What 2FA Actually Adds
Two-factor authentication requires something you know (your password) plus something you have (your phone or a hardware key). Even if an attacker obtains your password through a breach or phishing, they can't access your account without the second factor. This single addition eliminates the risk from credential stuffing and most phishing attacks.
Types of 2FA and Their Strengths
SMS-based 2FA is better than nothing but vulnerable to SIM-swapping attacks. Authenticator apps like Google Authenticator generate time-based codes that expire every 30 seconds and can't be intercepted by SIM swaps. Hardware security keys (FIDO2/WebAuthn) are the strongest option, providing phishing-resistant authentication even against sophisticated attackers.
Why You Still Need Strong Passwords With 2FA
2FA is not a replacement for strong passwords — it's a supplement. Some services allow bypassing 2FA through account recovery flows if you can prove knowledge of your old password. Attackers may attempt to disable 2FA by first compromising your password, then exploiting recovery options.
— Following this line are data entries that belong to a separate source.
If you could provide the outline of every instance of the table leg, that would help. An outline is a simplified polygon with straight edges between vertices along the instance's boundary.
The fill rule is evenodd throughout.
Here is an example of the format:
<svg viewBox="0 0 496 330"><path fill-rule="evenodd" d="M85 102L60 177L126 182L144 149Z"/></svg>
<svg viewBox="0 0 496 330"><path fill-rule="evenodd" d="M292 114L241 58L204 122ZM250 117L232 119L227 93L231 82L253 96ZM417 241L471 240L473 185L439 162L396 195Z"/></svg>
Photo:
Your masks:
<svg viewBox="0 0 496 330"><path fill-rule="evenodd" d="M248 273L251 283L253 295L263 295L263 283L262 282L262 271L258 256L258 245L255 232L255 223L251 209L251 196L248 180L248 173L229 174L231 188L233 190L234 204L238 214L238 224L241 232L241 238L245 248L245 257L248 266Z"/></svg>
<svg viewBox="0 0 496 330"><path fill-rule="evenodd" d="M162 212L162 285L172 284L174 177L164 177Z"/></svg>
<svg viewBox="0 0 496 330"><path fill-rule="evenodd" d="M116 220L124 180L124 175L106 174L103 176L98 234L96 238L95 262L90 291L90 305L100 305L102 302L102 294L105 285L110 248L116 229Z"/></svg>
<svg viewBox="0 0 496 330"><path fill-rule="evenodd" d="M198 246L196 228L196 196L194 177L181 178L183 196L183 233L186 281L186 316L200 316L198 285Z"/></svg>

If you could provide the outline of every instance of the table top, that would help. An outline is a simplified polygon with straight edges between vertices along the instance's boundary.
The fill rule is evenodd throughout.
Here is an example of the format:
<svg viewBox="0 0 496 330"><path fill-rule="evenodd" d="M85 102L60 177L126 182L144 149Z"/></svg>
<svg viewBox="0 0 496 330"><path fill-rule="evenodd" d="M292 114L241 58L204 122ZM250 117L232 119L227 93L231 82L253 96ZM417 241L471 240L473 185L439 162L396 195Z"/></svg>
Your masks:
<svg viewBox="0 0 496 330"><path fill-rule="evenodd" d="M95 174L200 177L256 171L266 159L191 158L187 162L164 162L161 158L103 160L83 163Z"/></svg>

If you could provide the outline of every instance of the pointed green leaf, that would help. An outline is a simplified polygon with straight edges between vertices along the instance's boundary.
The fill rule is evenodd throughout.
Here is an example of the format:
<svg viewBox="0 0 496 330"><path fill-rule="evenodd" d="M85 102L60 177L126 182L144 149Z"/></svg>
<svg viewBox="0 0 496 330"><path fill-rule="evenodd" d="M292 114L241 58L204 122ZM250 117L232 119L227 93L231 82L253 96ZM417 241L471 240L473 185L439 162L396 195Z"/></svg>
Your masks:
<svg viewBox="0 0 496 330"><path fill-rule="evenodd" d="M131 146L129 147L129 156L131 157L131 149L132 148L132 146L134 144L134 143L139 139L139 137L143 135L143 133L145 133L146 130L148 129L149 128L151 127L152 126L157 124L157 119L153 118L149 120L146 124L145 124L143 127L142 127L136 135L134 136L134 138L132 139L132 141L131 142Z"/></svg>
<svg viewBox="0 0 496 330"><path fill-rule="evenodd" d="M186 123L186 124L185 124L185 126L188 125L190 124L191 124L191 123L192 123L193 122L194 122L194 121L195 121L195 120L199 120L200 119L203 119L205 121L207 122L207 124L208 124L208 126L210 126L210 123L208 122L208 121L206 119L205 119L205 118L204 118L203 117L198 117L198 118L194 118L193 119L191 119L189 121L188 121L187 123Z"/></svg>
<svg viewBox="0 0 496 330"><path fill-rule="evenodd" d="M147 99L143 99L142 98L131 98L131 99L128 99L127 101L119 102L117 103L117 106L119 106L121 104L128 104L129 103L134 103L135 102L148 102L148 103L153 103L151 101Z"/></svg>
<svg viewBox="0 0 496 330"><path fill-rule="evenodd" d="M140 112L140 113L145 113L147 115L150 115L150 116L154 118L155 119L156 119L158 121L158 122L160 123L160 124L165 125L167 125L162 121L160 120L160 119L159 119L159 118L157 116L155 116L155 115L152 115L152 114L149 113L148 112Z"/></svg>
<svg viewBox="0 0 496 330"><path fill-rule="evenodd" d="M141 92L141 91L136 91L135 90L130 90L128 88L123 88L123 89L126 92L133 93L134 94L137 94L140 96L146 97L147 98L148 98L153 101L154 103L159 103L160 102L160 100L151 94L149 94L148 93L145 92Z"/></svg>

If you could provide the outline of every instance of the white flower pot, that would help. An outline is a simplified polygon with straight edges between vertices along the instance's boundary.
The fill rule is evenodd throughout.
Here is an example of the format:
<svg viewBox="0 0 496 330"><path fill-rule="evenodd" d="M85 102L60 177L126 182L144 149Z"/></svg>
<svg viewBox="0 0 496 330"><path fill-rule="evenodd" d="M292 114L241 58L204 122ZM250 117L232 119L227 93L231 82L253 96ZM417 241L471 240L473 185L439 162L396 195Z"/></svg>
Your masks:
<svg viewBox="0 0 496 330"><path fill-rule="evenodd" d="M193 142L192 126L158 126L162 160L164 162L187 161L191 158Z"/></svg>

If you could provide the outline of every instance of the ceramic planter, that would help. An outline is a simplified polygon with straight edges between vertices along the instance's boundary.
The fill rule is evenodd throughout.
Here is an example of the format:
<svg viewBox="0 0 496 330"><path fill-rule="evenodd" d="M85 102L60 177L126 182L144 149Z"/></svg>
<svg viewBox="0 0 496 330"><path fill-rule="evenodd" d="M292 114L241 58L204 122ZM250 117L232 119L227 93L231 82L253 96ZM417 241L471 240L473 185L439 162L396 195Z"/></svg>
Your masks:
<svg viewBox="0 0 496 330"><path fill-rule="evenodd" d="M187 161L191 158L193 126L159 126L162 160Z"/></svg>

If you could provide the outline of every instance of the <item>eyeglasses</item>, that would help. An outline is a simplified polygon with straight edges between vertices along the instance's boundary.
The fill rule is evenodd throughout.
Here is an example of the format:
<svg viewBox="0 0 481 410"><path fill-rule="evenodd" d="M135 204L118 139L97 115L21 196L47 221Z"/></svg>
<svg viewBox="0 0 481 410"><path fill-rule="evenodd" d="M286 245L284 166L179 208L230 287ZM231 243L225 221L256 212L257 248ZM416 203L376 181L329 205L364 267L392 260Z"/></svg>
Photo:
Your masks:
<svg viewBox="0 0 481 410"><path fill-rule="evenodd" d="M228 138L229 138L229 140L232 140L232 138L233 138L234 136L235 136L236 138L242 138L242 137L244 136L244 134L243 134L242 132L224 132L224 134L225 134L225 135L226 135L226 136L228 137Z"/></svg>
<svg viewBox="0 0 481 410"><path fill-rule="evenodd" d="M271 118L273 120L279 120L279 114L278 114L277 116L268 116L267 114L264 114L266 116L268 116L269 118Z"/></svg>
Strong unique passwords make this attack chain much harder to execute.
Setting Up the Combination
Enable 2FA on every account that supports it, starting with email, banking, and social media. For each protected account, ensure you're also using a unique, randomly generated password. Store recovery codes in your password manager alongside the password. This combination makes your accounts effectively impenetrable to remote attacks.
Strong passwords and 2FA together cover essentially every remote attack vector. Implement both consistently and you'll be better protected than the vast majority of internet users.